Improved Centrifugal Governor

Improved Centrifugal Governor, patent number 36,621 by Thomas R. Pickering, October 7, 1862


Thomas R. Pickering, an engineer, ran a factory power plant in the mid-1800s. Frustrated by the lack of precision with which existing technology allowed him to control the speed of the plant’s engine, Pickering longed for a more finely crafted mechanism than the sluggish, unresponsive “gravity governor” responsible for the engine’s control. Pickering set about making his own governor in which revolving balls acted against curved flat springs; the result was his 1861 “Pickering governor” and the birth of the Pickering Governor Company in Portland, Connecticut.

Thomas Pickering

Thomas Pickering – National Inventors Hall of Fame

The Pickering governor caught on quickly in a 19th-century world increasingly dependent upon the steam engine. Pickering’s invention, incorporated into the valve assemblies of steam engines, helped operators produce more consistent and steady speeds. The product’s popularity brought about tremendous growth in Pickering’s enterprise. By 1904, the company had already outgrown its facilities and moved into a new E-shaped mill in town with elevators, a shipping room, warehouse, machine shop, and fireproof doors. Pickering Governor continued its growth as the company patented modification after modification to meet the demands of the bigger and more powerful gasoline engines gaining popularity at the time.

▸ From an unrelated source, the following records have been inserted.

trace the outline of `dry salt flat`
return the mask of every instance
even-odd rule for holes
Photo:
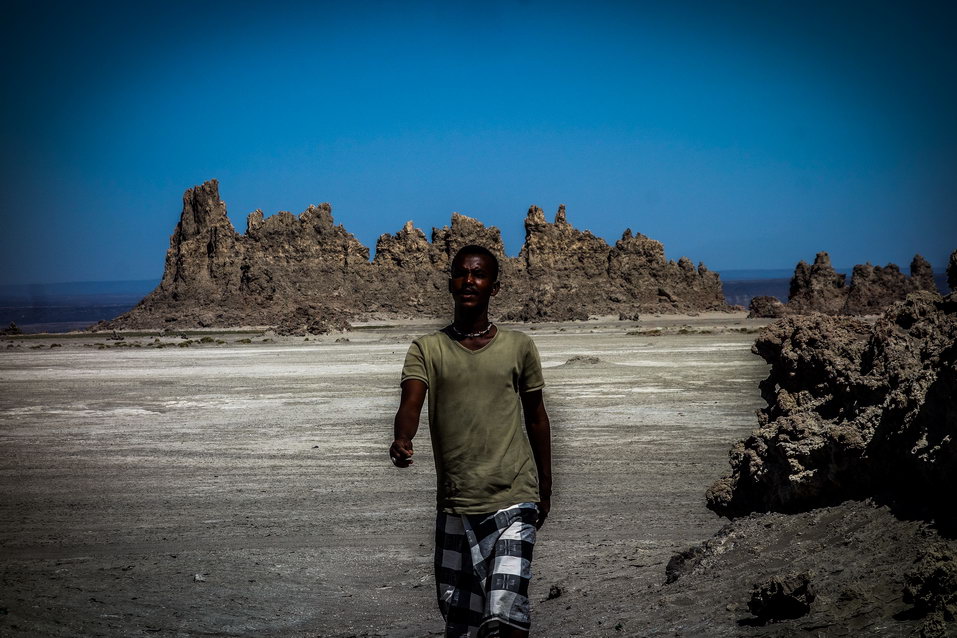
[[[760,325],[515,326],[554,437],[538,635],[627,635],[627,595],[722,526],[704,491],[763,404]],[[0,635],[441,635],[424,419],[412,468],[386,454],[405,350],[435,327],[4,342]]]

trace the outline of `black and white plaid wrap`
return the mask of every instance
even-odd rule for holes
[[[528,630],[537,518],[534,503],[494,514],[439,512],[435,584],[446,638],[497,636],[500,623]]]

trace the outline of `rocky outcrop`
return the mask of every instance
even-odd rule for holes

Despite its growth and success, the Pickering Governor Company remained very much a close-knit, small-town operation. At the start of the 20th century, with the opportunity to move to Hartford and share a building with the Colt’s Patent Fire Arms Manufacturing Company, the Pickering Company declined, in part because of the number of employees with homes in Portland and the hardship relocation would create for them and their families. The employees, in turn, remained very loyal to the company. In 1940, the Hartford Courant ran a story on Wilmore Taylor, a 64-year-old assembler at Pickering who began his career there at age 14 painting governors by hand. Seven years later, when company President Irving M. Crafts resigned, S. Milton Whitby, a man with 32 years experience at Pickering, took over the company’s operation.

Unfortunately, as technological advances in industry bypassed the need for Pickering’s products, the company began to struggle. In October of 1949, the Hartford-Empire Company purchased Pickering, largely to acquire the property on which the company operated. Hartford-Empire quickly sold Pickering to the Champlain Company, Inc., of Bloomfield, New Jersey. The Standard Knapp division of Hartford-Empire moved into the governor manufacturer’s old 33,500-square-foot facility on Pickering Street, ending Pickering’s almost 100-year-old association with Portland.